Plusieurs de ces déclarations des dirigeants européens ont, surtout, été une réaction directe à l’appel de Netanyahu aux Juifs européens, afin qu’ils immigrent en Israël, dans sa réponse à la série d’attaques antisémites en France. Nentayahu a dit : “On peut s’attendre à ce que cette vague d’attaques terroristes se poursuive”, autant sous forme d’antisémitisme que d’attentats meurtriers. Nous disons aux Juifs, à nos soeurs et à nos frères : Israël est votre foyer et celui de tout Juif. Israël vous attend, les bras ouverts[15]”.

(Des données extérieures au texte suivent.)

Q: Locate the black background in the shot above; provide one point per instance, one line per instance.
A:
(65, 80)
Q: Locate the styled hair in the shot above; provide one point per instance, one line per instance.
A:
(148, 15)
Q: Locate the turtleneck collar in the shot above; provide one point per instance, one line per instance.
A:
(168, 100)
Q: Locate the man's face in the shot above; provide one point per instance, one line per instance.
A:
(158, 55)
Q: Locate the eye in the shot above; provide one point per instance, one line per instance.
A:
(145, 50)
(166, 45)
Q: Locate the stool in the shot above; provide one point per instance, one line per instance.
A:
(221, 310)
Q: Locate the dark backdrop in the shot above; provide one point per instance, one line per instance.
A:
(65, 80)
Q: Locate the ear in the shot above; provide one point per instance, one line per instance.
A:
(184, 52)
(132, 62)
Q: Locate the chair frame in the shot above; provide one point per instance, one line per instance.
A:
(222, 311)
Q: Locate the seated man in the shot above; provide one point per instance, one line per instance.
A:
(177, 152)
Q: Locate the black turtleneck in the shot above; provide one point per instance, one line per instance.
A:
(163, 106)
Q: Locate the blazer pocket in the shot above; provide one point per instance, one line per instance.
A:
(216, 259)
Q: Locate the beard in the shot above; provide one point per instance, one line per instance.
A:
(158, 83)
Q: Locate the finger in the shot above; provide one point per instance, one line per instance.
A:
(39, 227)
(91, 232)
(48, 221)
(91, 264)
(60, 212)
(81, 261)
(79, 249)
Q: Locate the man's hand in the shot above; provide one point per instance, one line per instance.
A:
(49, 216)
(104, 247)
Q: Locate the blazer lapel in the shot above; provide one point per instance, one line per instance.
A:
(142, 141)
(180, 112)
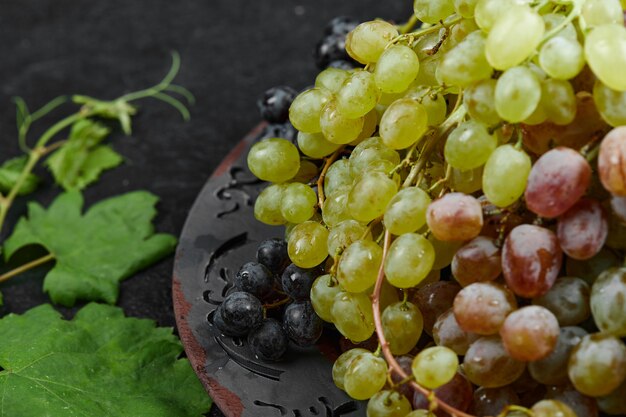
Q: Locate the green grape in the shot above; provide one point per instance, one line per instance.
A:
(335, 208)
(368, 40)
(611, 104)
(388, 294)
(370, 195)
(365, 376)
(331, 79)
(552, 408)
(410, 259)
(275, 160)
(466, 63)
(488, 12)
(562, 58)
(358, 266)
(336, 127)
(435, 104)
(323, 292)
(315, 145)
(444, 251)
(432, 11)
(402, 325)
(559, 101)
(403, 124)
(428, 70)
(467, 182)
(369, 151)
(298, 203)
(352, 315)
(305, 111)
(358, 95)
(396, 69)
(458, 32)
(344, 234)
(465, 7)
(553, 20)
(605, 52)
(342, 363)
(406, 211)
(388, 404)
(607, 301)
(338, 176)
(424, 45)
(435, 366)
(518, 92)
(602, 12)
(370, 125)
(505, 175)
(267, 205)
(479, 100)
(539, 115)
(597, 365)
(514, 37)
(307, 172)
(469, 146)
(307, 244)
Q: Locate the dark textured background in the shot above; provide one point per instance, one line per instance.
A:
(232, 50)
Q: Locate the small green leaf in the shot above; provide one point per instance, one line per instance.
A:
(100, 364)
(95, 251)
(10, 172)
(81, 160)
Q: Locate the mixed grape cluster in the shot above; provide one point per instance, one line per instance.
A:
(465, 189)
(272, 280)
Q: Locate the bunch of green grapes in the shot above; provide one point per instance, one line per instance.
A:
(469, 182)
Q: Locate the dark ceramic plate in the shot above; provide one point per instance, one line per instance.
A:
(220, 234)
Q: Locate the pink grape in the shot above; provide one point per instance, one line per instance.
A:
(482, 307)
(489, 365)
(583, 229)
(557, 181)
(612, 161)
(531, 260)
(455, 217)
(477, 261)
(530, 333)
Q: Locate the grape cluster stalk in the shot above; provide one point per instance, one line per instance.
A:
(458, 182)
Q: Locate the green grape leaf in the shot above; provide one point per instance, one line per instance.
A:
(94, 252)
(100, 364)
(80, 161)
(10, 172)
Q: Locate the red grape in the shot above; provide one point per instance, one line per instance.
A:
(557, 181)
(455, 217)
(530, 333)
(531, 260)
(477, 261)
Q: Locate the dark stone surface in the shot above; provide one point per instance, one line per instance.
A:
(232, 50)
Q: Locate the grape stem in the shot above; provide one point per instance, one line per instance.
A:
(320, 180)
(408, 26)
(455, 118)
(384, 345)
(570, 17)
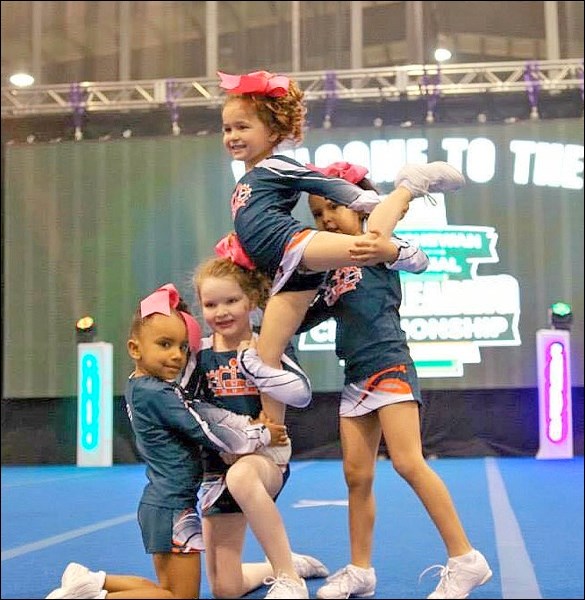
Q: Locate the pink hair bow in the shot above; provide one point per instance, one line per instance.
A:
(163, 301)
(230, 247)
(342, 170)
(259, 82)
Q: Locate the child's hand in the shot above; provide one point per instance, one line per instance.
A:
(229, 459)
(371, 248)
(278, 433)
(245, 344)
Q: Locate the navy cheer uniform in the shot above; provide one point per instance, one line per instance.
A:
(265, 197)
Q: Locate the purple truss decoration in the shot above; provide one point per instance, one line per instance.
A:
(171, 94)
(77, 101)
(532, 81)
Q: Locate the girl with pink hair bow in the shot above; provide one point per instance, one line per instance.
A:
(261, 111)
(169, 430)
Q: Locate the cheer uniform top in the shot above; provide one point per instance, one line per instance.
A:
(265, 197)
(364, 301)
(215, 377)
(169, 430)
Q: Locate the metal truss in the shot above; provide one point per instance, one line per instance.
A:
(405, 82)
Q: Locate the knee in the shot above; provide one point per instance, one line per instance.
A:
(408, 466)
(357, 477)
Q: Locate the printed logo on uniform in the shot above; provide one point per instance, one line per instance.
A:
(240, 196)
(344, 280)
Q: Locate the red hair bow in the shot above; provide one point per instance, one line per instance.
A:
(259, 82)
(162, 301)
(230, 247)
(342, 170)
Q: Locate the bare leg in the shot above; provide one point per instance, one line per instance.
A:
(282, 317)
(384, 218)
(360, 439)
(253, 482)
(401, 426)
(224, 536)
(179, 573)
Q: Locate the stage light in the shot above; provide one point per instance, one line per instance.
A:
(443, 54)
(560, 315)
(85, 330)
(21, 79)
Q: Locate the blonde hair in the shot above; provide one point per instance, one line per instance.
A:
(254, 283)
(284, 116)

On peut se demander s’il était avisé de la part du Premier Ministre israélien de faire une telle déclaration. Certains Israéliens et Juifs pensent que les Juifs doivent venir en Israël par amour pour le pays, plutôt que par peur de rester là où ils vivent actuellement. Cela résonne comme une réponse très politiquement correcte, mais en réalité, la grande majorité des immigrants juifs, tout au long de l’histoire d’Israël, appartiennent à cette seconde catégorie. Une fois cela dit, Israël ne devrait pas contribuer à rendre la vie encore plus inconfortable aux nombreux Juifs résidant en Europe. Cela devrait être suffisant de dire que ceux d’entre les Juifs qui veulent monter en Israël sont les bienvenus.

Divers dirigeants juifs ont déclaré que les membres de leur communauté n’avaient pas l’intention de faire l’Aliyah et que leur place naturelle se trouve là où ils vivent actuellement. C’est assez largement vrai, puisque, quelle que soit l’importance de cette émigration, en ce qui concerne les chiffres, elle ne s’applique qu’à un faible pourcentage des populations juives locales[16].

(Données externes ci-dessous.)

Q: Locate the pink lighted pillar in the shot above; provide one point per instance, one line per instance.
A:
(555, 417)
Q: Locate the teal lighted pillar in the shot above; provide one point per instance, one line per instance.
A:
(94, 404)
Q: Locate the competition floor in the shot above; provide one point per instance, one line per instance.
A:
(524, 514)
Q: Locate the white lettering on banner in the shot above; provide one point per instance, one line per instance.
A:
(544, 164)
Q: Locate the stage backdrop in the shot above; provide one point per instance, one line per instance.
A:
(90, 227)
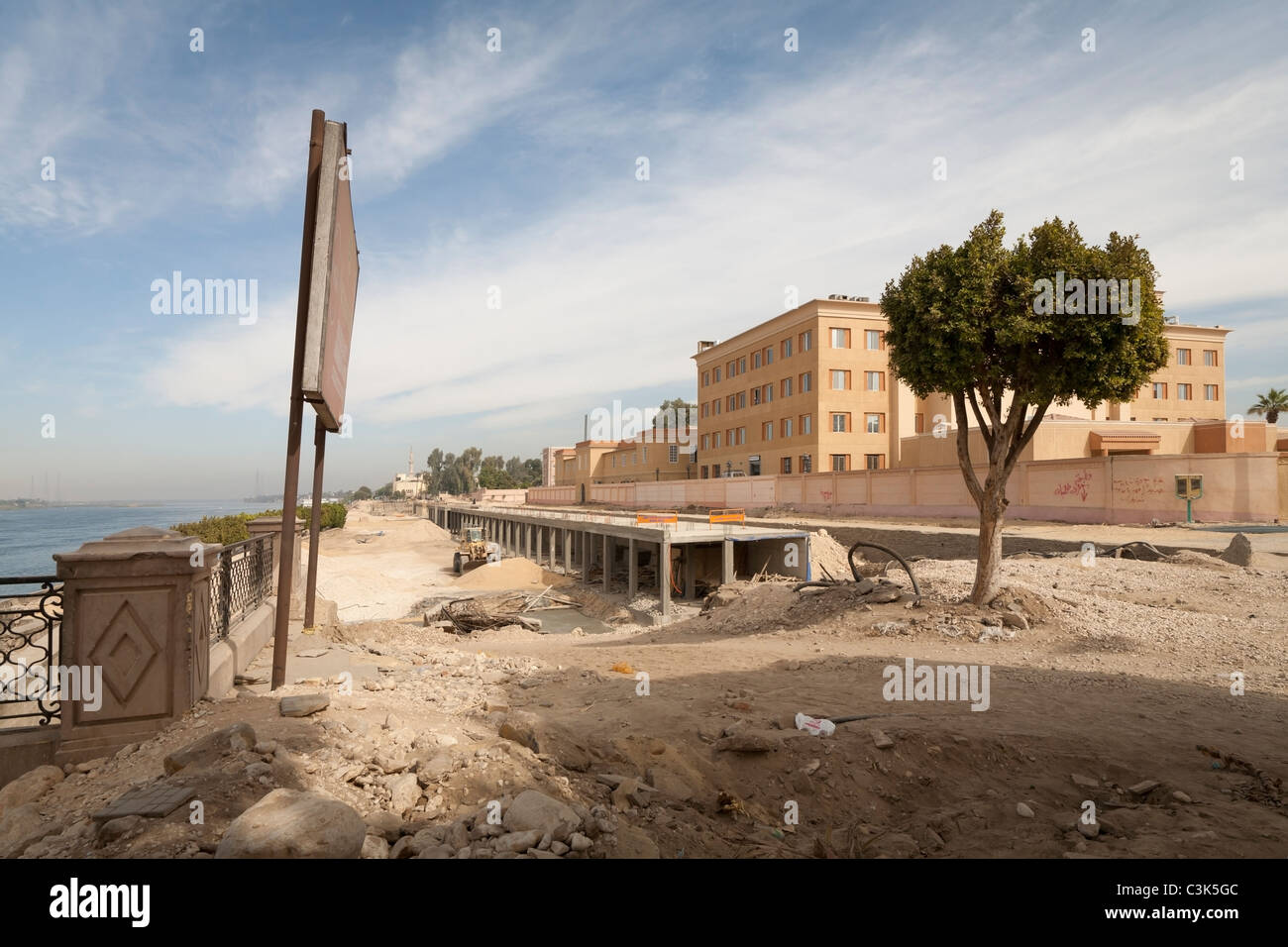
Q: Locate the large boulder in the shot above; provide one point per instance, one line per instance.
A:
(287, 823)
(29, 788)
(536, 810)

L’Europe d’aujourd’hui est bien loin d’être comme l’Allemagne de la Nuit de Cristal (Kristallnacht ) de 1938. A cette époque, le gouvernement était à l’origine de la violence antisémite. Les gouvernements actuels veulent empêcher la violence antisémite, mais, malheureusement ils ne s’avèrent capables de le faire que dans une certaine mesure. Si ces agressions – et, en particulier, les assassinats- devaient continuer d’augmenter, le départ des Juifs d’Europe serait encore assez loin de correspondre à un exode massif, même si le nombre de ceux qui choisissent de partir était bien plus important que les configurations qu’on constate déjà, à présent. Dans le même temps, ces remarques des dirigeants européens sont les bienvenues, malgré le fait qu’elles ne soient, pour la plupart, que de purs exercices de rhétorique.

Par Manfred Gerstenfeld

Le Dr. Manfred Gerstenfeld est membre du Conseil d’Administration du Centre des Affaires Publiques de Jérusalem, qu’il a présidé pendant 12 ans. Il a publié plus de 20 ouvrages. Plusieurs d’entre eux traitent d’anti-israélisme et d’antisémitisme.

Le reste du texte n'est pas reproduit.